12月10日(火)、世界人権宣言54周年記念大阪集会が開催されました。今回は「差別撤廃・人権確立に役立つ日本の国内人権機関設立を求めて」をテーマにタイ、韓国の国家人権委員会の委員が各国の人権委員会についての講演を行ないました。
集会の最後に人権擁護法案の抜本修正を求めるアピールが採択されましたのでここに紹介します。尚、人権擁護法案については来年1月の第156通常国会で審議されることが決定しました。
「人権擁護法案」が、来年の通常国会へ継続審議となることが濃厚になってきています。
世界人権宣言54周年記念大阪集会に参集したわたしたちは、この法案の持つ意義と問題点を、タイや韓国の経験をも踏まえ、様々な角度から検討しました。
その結果、この法案は、差別の禁止や人権委員会の新たな設置を盛り込むなど、重要な意義を持ったものと評価することができますが、日本国内に存在する部落差別をはじめとするあらゆる差別を解消し、人権侵害を撤廃していくという本来の目的と、国内人権機関の設置に関す原則(パリ原則)に代表される国際的な潮流からみたとき、以下に列挙するような基本的な問題があるといわねばなりません。
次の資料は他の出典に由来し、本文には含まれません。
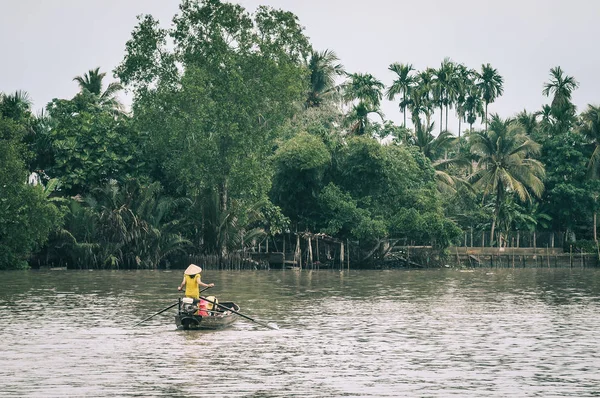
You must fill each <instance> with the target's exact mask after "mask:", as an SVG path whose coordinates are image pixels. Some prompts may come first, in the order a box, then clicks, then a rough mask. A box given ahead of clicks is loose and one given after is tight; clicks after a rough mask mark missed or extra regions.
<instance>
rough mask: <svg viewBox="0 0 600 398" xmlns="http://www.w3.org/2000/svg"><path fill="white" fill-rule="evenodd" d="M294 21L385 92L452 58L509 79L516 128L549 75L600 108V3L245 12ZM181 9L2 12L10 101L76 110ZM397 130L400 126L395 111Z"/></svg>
mask: <svg viewBox="0 0 600 398" xmlns="http://www.w3.org/2000/svg"><path fill="white" fill-rule="evenodd" d="M238 3H240V4H242V5H243V6H244V7H245V8H246V9H247V10H249V11H254V10H255V9H256V7H257V6H258V5H261V4H265V5H270V6H272V7H275V8H282V9H285V10H288V11H292V12H294V13H295V14H296V15H297V16H298V17H299V19H300V23H301V24H302V25H303V26H304V27H305V28H306V34H307V35H308V36H309V37H310V39H311V42H312V44H313V46H314V48H315V49H317V50H324V49H331V50H334V51H335V52H336V53H337V55H338V57H339V58H340V60H341V63H342V64H343V65H344V66H345V67H346V70H347V71H349V72H363V73H371V74H373V75H375V76H376V77H377V78H379V79H380V80H382V81H383V82H384V83H385V84H386V85H388V84H390V83H391V82H392V80H393V75H392V73H391V72H389V71H388V70H387V68H388V66H389V64H390V63H392V62H402V63H412V64H413V65H414V66H415V67H416V68H417V69H423V68H426V67H428V66H431V67H437V66H439V64H440V62H441V61H442V59H443V58H444V57H450V58H451V59H452V60H454V61H456V62H461V63H464V64H465V65H467V66H468V67H471V68H476V69H480V68H481V64H482V63H490V64H492V66H493V67H495V68H496V69H498V71H499V73H500V74H501V75H502V76H503V77H504V79H505V84H504V95H503V96H502V98H500V99H498V100H497V101H496V103H494V104H492V105H491V106H490V112H497V113H499V114H500V115H501V116H504V117H507V116H512V115H514V114H515V113H516V112H518V111H520V110H522V109H524V108H526V109H527V110H529V111H536V110H538V109H539V108H540V107H541V105H542V104H544V103H547V102H549V101H548V100H547V99H546V98H545V97H543V96H542V94H541V91H542V88H543V84H544V82H546V81H548V74H549V70H550V68H552V67H554V66H557V65H560V66H561V67H562V68H563V70H564V71H565V72H566V73H567V74H569V75H572V76H574V77H575V78H576V79H577V80H578V81H579V82H580V84H581V86H580V88H579V89H578V90H577V91H576V92H575V93H574V95H573V100H574V102H575V104H576V105H577V107H578V110H579V111H581V110H583V109H584V108H585V106H586V105H587V104H588V103H592V104H600V52H599V51H598V38H599V37H600V23H598V20H599V17H600V1H597V0H570V1H565V0H562V1H559V0H496V1H491V0H453V1H448V0H414V1H405V0H368V1H365V0H360V1H359V0H241V1H238ZM178 4H179V0H0V51H1V53H0V54H1V55H2V57H1V58H0V91H3V92H14V91H15V90H25V91H27V92H28V93H29V94H30V96H31V98H32V99H33V101H34V108H35V109H36V110H37V109H40V108H42V107H44V106H45V105H46V103H47V102H49V101H50V100H51V99H52V98H71V97H72V96H73V95H74V94H75V93H76V92H77V91H78V87H77V84H76V83H75V82H73V81H72V79H73V77H75V76H77V75H83V74H84V73H85V72H86V71H88V70H89V69H92V68H95V67H98V66H99V67H100V68H101V70H102V71H106V72H109V73H108V74H109V75H111V78H112V70H113V69H114V67H115V66H116V65H117V64H118V63H119V62H120V61H121V60H122V58H123V54H124V49H125V42H126V41H127V40H128V39H129V38H130V36H131V31H132V30H133V28H134V26H135V24H136V16H137V15H139V14H152V15H154V17H155V18H157V19H158V20H160V21H161V23H162V24H163V25H164V26H169V25H170V23H171V19H172V17H173V15H174V14H175V13H176V12H177V10H178ZM383 111H384V113H385V115H386V117H387V118H389V119H392V120H394V121H396V122H400V121H401V115H400V113H399V112H398V108H397V105H396V104H393V103H390V102H386V103H385V104H384V105H383Z"/></svg>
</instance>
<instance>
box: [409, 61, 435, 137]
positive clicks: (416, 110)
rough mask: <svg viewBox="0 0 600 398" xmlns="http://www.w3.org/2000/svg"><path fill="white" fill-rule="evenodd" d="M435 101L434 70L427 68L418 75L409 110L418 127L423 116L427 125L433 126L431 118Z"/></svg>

まず、新たに設置される人権委員会が法務省の外局とされ、職員は法務省から出向し、建物も法務省や法務局の中に置かれるとのことで、全く独立性が保証されていないという問題です。
この点に関しては、人権委員会を法務省ではなく、少なくとも内閣に設置するか内閣府の外局とするとともに、人権に精通した職員を独自に採用し、独立した場所に設置することが求められます。
第2点目の問題点としては、人権委員会が全国レベルでのみ設置され、地域には8ないし9カ所に事務所が置かれるだけで、基本的には地域で生起する差別や人権侵害に早期かつ容易に対応できない、つまり実効性に欠けるという問題があります。
この点を克服するためには、全国レベルのみでなく、都道府県単位にも人権委員会を設置することが必要です。
第3番目の問題は、公権力による差別や人権侵害を他のそれと同列に扱う一方で、メディアによる人権侵害をも特別救済の対象とすることによって、メディアの正当な取材活動を萎縮させるおそれがある点です。
この点については、公権力による差別や人権侵害に対しては、他の分野よりも厳しく対応できるよう明文化するとともに、メディアによる人権侵害については、この法案には盛り込まず、まず自主規制を求めていくことが必要です。
このほか、この法案には、‡@人権に関する規定がない、‡A差別煽動などが禁止されていない、‡B人権委員会の提言機能が具体的に明記されていないなどの問題もあります。
時あたかも、来年、2003年は、世界人権宣言が国連で採択されて55周年という記念すべき年に当たっています。この年に、部落差別をはじめとするあらゆる差別解消と人権侵害の撤廃に真に役立つとともに、パリ原則に合致した国際的にも高く評価される人権委員会の設立を盛り込んだ法案となるよう「人権擁護法案」の抜本修正を強く求めるものです。